Marketers never stop in developing new ways to match people to products that might interest them based on the things their peers like. For instance, market intelligence company Umbria
is developing "tribe analysis" software that finds patterns between buying behaviors across seemingly unrelated product categories.
The software will identify if people who own flat screen TVs also like hybrid cars. The probably with this thinking is that people's tastes are as unique as snowflakes, and that even if you can get a majority of folks to agree on two things, you will still be paying a premium for all of the people who disagree.
How many of your closest friends can you find with three things in common -- such as the car they drive, the place they like to visit most, and the type of ethnic food they like to eat? I bet it's not so easy, even if you went to the same school and are at similar age and income level.

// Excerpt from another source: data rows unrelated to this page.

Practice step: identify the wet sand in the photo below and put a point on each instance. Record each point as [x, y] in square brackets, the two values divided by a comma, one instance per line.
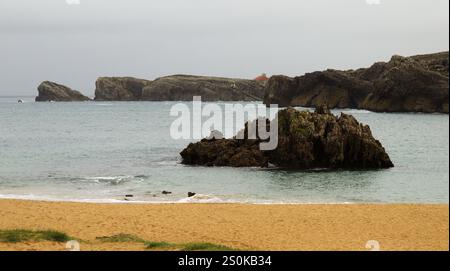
[239, 226]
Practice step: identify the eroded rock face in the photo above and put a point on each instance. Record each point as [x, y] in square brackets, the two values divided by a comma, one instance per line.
[50, 91]
[404, 84]
[119, 88]
[184, 87]
[305, 140]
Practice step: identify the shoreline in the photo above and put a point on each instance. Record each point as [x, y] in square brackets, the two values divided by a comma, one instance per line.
[297, 227]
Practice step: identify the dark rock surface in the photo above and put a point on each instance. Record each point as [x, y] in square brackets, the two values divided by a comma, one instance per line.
[305, 140]
[178, 88]
[184, 87]
[50, 91]
[404, 84]
[119, 88]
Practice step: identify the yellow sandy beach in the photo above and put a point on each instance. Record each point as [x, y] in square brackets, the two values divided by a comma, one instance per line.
[239, 226]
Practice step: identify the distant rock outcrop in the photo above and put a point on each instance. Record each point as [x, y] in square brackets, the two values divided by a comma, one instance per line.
[119, 88]
[404, 84]
[50, 91]
[178, 88]
[184, 87]
[305, 140]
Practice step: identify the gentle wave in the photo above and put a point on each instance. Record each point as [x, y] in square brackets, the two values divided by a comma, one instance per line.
[197, 199]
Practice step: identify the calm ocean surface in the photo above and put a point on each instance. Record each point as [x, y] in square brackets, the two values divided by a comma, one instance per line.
[101, 151]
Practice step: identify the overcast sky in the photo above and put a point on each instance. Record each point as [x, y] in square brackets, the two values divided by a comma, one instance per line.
[75, 44]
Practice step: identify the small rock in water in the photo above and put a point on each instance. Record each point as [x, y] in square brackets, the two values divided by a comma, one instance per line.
[191, 194]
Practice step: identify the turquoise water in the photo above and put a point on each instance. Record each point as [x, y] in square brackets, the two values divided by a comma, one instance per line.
[104, 150]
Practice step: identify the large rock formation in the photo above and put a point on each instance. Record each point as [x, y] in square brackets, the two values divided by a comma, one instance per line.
[184, 87]
[178, 88]
[305, 140]
[119, 88]
[50, 91]
[404, 84]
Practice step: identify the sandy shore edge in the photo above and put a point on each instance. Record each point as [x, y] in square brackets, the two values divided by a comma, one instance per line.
[241, 226]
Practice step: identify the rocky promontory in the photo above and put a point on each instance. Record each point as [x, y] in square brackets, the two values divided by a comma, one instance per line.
[50, 91]
[306, 140]
[184, 87]
[119, 88]
[404, 84]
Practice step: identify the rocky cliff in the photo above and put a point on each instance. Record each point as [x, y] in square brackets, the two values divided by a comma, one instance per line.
[184, 87]
[50, 91]
[178, 88]
[119, 88]
[305, 140]
[404, 84]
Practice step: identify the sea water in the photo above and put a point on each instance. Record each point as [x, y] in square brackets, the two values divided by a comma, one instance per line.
[102, 151]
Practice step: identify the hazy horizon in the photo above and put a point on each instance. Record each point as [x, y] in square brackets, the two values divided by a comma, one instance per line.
[74, 44]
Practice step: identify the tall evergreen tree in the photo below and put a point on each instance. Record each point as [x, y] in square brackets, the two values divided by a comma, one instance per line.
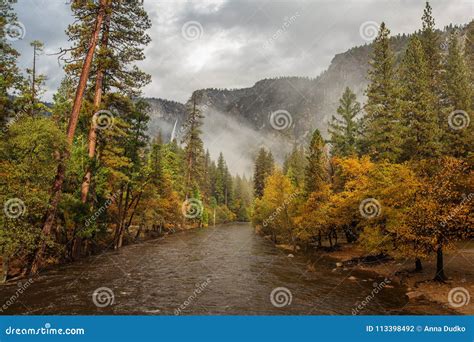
[220, 180]
[430, 39]
[344, 130]
[418, 103]
[194, 150]
[92, 40]
[316, 173]
[458, 135]
[294, 166]
[382, 131]
[264, 165]
[10, 77]
[122, 41]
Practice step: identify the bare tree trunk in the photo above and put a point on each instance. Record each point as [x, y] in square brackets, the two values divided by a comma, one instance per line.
[92, 140]
[440, 276]
[73, 119]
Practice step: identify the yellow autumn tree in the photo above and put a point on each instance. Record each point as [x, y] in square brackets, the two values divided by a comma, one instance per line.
[274, 213]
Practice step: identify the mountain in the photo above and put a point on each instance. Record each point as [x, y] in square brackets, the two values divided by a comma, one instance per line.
[277, 113]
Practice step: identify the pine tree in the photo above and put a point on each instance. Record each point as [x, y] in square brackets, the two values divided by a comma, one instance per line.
[220, 181]
[469, 50]
[344, 131]
[123, 39]
[10, 76]
[429, 38]
[418, 104]
[294, 166]
[28, 101]
[316, 173]
[264, 165]
[71, 129]
[458, 132]
[382, 131]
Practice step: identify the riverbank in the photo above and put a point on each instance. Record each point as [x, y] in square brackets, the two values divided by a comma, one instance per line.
[420, 285]
[133, 236]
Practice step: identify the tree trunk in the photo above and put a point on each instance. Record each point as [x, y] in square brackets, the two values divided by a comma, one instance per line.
[418, 265]
[439, 276]
[61, 170]
[4, 274]
[92, 139]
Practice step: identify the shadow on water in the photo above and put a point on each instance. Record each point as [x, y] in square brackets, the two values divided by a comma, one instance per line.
[222, 270]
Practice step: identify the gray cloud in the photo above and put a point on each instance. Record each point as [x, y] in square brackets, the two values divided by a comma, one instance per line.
[242, 41]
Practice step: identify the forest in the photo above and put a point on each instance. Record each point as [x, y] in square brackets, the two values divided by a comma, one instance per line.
[80, 175]
[398, 180]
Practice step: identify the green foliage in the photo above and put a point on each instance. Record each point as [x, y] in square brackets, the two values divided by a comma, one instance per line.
[29, 153]
[264, 165]
[344, 130]
[418, 105]
[382, 128]
[316, 168]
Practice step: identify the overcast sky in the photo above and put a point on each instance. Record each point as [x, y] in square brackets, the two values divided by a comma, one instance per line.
[234, 43]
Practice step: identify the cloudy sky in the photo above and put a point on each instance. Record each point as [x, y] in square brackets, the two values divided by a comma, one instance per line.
[234, 43]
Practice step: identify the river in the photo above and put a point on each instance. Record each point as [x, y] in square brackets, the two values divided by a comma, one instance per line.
[224, 270]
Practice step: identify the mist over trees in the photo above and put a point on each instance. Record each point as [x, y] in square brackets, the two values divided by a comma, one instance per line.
[86, 177]
[396, 174]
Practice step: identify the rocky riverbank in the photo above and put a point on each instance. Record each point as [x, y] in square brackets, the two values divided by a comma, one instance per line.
[455, 294]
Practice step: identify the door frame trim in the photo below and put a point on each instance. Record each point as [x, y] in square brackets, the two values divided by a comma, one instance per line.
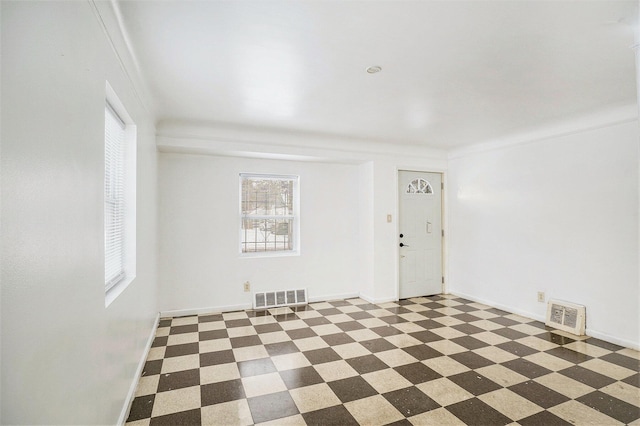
[445, 225]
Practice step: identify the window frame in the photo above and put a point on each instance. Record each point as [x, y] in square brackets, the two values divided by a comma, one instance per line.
[128, 159]
[295, 216]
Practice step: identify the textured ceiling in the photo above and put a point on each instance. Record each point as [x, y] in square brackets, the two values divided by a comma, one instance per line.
[454, 73]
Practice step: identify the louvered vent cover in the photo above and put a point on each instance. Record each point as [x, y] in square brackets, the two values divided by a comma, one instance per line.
[566, 316]
[272, 299]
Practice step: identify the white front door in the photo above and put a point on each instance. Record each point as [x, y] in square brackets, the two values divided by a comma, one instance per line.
[420, 229]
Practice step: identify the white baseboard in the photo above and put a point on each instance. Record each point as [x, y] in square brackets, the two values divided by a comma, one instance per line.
[208, 310]
[589, 332]
[134, 384]
[377, 301]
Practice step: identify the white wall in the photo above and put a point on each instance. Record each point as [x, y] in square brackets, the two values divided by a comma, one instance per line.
[200, 265]
[559, 215]
[66, 359]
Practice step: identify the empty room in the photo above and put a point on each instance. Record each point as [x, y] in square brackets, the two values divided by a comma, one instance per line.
[309, 212]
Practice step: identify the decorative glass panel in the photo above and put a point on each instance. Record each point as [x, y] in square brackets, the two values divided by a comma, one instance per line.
[419, 186]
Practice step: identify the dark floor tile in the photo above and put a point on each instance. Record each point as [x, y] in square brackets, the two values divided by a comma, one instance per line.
[332, 416]
[360, 315]
[378, 345]
[469, 342]
[429, 324]
[417, 373]
[465, 317]
[623, 361]
[215, 358]
[633, 380]
[517, 349]
[179, 380]
[426, 336]
[538, 394]
[213, 334]
[281, 348]
[473, 412]
[301, 333]
[329, 311]
[141, 408]
[350, 326]
[210, 318]
[300, 377]
[337, 339]
[507, 322]
[602, 344]
[258, 314]
[160, 341]
[368, 306]
[244, 341]
[311, 322]
[393, 319]
[216, 393]
[244, 322]
[543, 418]
[351, 389]
[569, 355]
[320, 356]
[554, 338]
[182, 418]
[286, 317]
[471, 360]
[509, 333]
[526, 368]
[181, 350]
[366, 364]
[152, 367]
[586, 376]
[267, 328]
[385, 331]
[432, 314]
[411, 401]
[421, 352]
[612, 407]
[474, 382]
[181, 329]
[498, 311]
[272, 406]
[399, 310]
[468, 328]
[256, 367]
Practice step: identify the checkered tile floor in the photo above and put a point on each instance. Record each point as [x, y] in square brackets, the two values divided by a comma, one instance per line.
[432, 360]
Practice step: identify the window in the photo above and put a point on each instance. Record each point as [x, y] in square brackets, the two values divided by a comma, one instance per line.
[119, 197]
[114, 206]
[269, 214]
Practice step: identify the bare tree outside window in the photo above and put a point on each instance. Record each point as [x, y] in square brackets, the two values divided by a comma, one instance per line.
[268, 213]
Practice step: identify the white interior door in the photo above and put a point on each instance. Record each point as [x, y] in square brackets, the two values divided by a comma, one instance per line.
[420, 239]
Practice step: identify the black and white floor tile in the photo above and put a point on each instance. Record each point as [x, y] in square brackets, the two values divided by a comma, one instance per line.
[430, 360]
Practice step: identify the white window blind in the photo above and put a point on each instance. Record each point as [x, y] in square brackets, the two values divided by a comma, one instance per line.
[113, 198]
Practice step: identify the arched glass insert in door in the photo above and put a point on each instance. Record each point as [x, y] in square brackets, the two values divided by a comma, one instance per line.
[419, 186]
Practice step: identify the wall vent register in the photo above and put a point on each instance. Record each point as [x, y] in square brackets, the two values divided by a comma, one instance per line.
[566, 316]
[274, 299]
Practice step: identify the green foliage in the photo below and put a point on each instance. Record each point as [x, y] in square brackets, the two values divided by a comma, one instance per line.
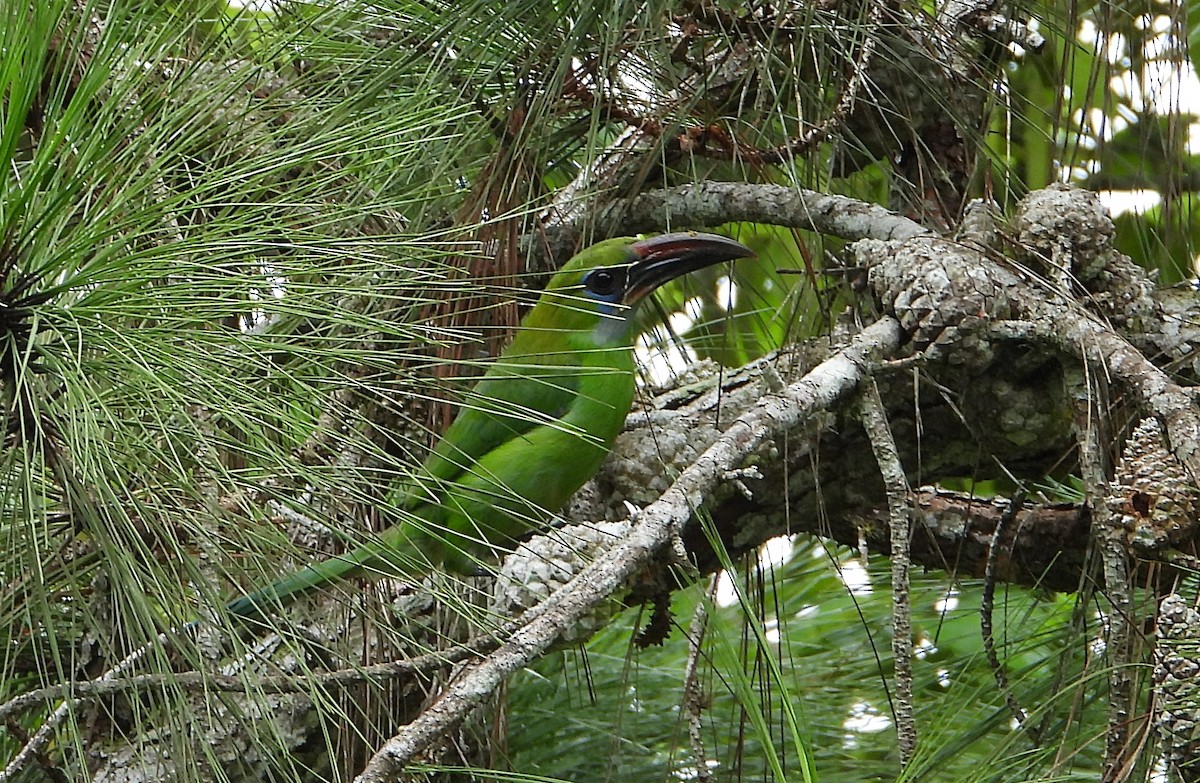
[616, 712]
[220, 235]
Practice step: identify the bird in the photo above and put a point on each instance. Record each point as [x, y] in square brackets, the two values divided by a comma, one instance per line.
[532, 431]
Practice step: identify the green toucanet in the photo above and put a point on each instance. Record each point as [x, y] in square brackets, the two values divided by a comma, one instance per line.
[535, 426]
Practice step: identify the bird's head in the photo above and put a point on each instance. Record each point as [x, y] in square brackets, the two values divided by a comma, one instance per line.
[599, 287]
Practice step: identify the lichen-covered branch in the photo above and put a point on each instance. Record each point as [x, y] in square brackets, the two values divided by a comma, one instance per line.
[653, 530]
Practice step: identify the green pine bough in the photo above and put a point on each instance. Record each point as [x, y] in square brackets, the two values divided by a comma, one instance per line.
[538, 424]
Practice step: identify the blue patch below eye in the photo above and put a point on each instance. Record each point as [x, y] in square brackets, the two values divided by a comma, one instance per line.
[607, 303]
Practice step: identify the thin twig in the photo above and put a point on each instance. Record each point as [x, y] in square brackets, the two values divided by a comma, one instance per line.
[1087, 398]
[987, 605]
[875, 422]
[693, 695]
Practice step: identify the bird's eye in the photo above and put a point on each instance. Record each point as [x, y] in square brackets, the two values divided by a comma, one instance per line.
[603, 282]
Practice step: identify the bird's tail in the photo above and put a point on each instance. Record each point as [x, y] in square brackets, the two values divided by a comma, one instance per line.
[262, 602]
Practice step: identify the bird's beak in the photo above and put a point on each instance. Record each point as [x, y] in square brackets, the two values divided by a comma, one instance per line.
[663, 258]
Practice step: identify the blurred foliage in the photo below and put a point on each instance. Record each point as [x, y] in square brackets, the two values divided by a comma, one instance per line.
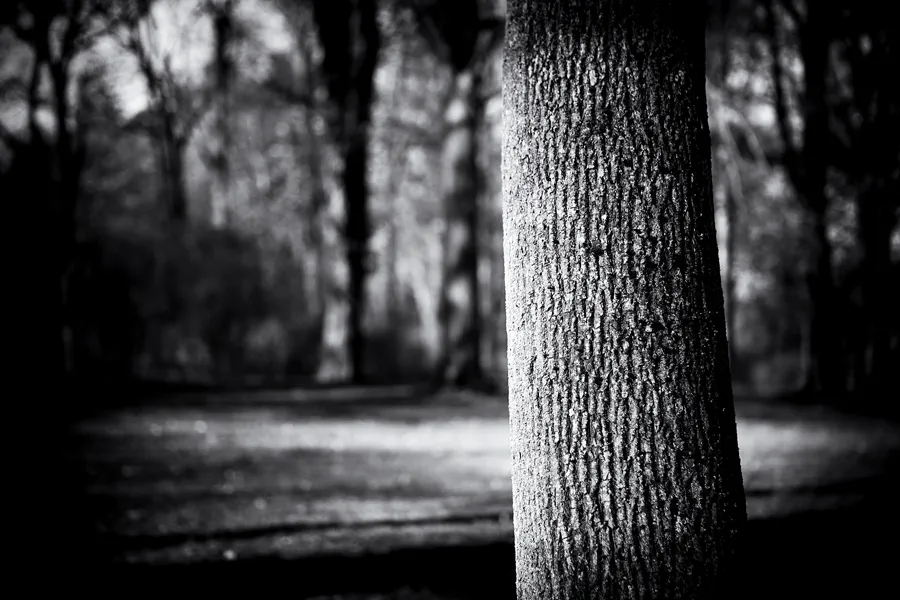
[148, 297]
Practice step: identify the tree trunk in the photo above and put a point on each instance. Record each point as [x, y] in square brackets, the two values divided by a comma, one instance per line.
[459, 308]
[626, 473]
[825, 375]
[879, 292]
[173, 148]
[349, 33]
[356, 189]
[730, 275]
[221, 185]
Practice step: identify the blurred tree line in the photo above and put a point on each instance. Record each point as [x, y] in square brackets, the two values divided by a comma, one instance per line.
[220, 190]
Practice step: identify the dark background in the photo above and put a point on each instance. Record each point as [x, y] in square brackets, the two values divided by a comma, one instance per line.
[184, 194]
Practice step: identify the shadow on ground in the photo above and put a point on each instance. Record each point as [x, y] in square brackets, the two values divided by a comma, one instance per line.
[850, 552]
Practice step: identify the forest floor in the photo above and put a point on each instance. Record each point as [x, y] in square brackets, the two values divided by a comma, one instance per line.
[389, 493]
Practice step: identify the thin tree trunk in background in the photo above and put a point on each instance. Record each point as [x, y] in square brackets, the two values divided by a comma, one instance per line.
[460, 291]
[357, 231]
[626, 473]
[880, 295]
[172, 151]
[730, 199]
[730, 279]
[221, 184]
[351, 40]
[807, 168]
[329, 209]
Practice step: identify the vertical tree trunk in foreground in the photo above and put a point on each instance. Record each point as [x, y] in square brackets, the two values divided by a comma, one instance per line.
[626, 473]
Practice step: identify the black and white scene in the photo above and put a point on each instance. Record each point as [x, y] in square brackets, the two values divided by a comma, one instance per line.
[452, 299]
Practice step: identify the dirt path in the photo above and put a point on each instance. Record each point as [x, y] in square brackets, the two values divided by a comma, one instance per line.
[294, 475]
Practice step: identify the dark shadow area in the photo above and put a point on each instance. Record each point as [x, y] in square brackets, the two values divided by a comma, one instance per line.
[849, 552]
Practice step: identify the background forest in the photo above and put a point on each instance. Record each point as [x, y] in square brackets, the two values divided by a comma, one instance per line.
[265, 191]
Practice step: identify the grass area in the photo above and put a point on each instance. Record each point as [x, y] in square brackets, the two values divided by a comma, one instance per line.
[404, 490]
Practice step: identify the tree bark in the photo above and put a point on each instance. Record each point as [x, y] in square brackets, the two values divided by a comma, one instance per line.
[460, 298]
[626, 472]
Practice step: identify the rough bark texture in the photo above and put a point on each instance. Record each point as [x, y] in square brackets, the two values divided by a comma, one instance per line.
[460, 301]
[626, 473]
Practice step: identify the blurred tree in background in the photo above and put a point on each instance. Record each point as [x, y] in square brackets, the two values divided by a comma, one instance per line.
[234, 190]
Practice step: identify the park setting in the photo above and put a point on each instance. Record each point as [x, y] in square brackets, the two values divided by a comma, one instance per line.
[448, 299]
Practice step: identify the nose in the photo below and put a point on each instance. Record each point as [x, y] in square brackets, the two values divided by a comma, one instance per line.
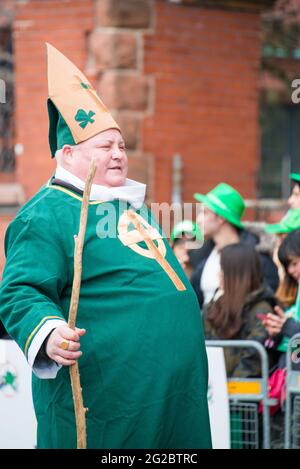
[116, 153]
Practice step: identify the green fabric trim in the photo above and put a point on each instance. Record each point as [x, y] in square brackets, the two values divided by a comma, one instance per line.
[84, 117]
[59, 132]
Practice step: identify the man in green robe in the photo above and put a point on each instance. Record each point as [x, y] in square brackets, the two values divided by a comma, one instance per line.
[139, 340]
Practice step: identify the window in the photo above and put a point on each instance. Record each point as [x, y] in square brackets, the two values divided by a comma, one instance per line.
[7, 157]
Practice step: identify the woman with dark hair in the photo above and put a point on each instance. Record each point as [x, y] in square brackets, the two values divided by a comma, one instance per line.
[287, 323]
[235, 311]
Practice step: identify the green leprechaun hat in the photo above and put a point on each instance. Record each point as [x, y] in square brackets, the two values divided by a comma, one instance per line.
[186, 227]
[290, 222]
[295, 177]
[76, 112]
[226, 202]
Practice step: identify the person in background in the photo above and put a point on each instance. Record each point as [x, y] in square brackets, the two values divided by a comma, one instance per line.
[287, 289]
[294, 199]
[222, 225]
[236, 310]
[185, 237]
[287, 323]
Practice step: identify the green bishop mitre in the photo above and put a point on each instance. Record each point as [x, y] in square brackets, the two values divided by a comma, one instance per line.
[76, 112]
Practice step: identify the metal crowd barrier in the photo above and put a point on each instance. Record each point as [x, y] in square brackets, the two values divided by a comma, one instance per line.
[292, 404]
[244, 396]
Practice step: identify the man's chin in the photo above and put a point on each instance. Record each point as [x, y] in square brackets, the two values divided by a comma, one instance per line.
[116, 181]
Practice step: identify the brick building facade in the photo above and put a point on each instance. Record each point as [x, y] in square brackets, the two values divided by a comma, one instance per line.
[179, 77]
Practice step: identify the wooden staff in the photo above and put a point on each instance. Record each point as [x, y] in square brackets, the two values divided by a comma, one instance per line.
[79, 408]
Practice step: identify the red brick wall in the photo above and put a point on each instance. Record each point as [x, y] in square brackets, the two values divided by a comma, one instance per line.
[64, 24]
[205, 65]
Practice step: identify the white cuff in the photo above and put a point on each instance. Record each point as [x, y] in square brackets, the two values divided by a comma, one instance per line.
[43, 369]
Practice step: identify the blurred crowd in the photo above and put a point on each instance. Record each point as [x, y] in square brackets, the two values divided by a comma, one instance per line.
[246, 290]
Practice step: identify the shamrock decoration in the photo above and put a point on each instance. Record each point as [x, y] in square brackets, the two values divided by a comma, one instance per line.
[84, 118]
[8, 379]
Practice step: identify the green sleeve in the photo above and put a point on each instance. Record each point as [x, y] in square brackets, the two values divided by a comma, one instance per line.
[34, 277]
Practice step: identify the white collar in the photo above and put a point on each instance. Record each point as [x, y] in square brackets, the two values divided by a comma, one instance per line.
[133, 192]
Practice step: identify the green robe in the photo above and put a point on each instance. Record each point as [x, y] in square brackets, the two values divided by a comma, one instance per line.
[144, 366]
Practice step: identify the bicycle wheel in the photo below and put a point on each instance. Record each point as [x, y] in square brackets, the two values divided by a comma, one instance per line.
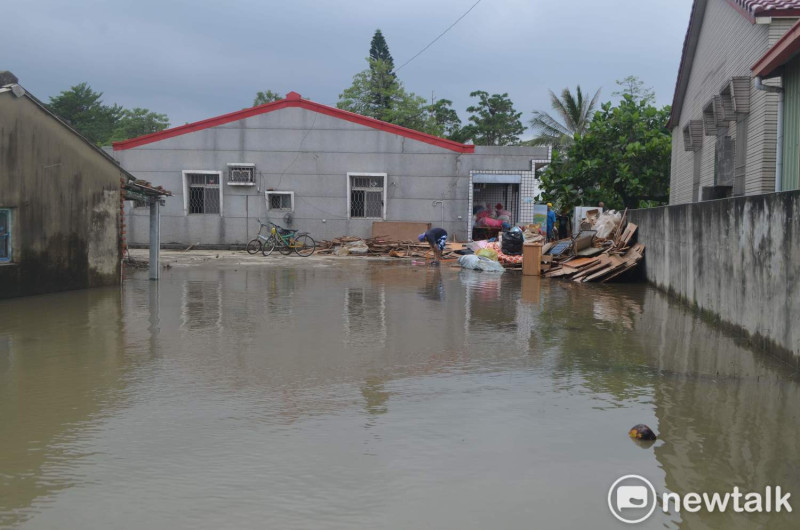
[284, 245]
[304, 246]
[254, 246]
[268, 246]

Netflix has been running a contest offering $1 million to anyone who can develop a recommendation engine that does a better job than what Netflix currently does at predicting the movies that you would like. The Technology Evangelist
has interesting suggestion -- allow friends to recommend movies.
This would be a good PR move for Netflix and would encourage more renting of movies, but probably won't be an improvement over their current system for the reasons stated above. Spouses can't agree on movies that they like and even the best of friends diverge on interest in genres and affinity for individual films.
The answer is that marketers need to address the audience of one and personalize the ads based on the individual. An ad network such as Google or ValueClick should embed a thumbs up or down button into all of their ads, like TiVo offers. If you don't like the category of an ad (like dating services or SUVs), then you don't see those ads anymore. They could provide an incentive (say a $10 coupon at the merchant of your choice) in return tracking your data, which is protected.
It would be more effective to ask me what I like than trying to guess based on my age or a single purchase.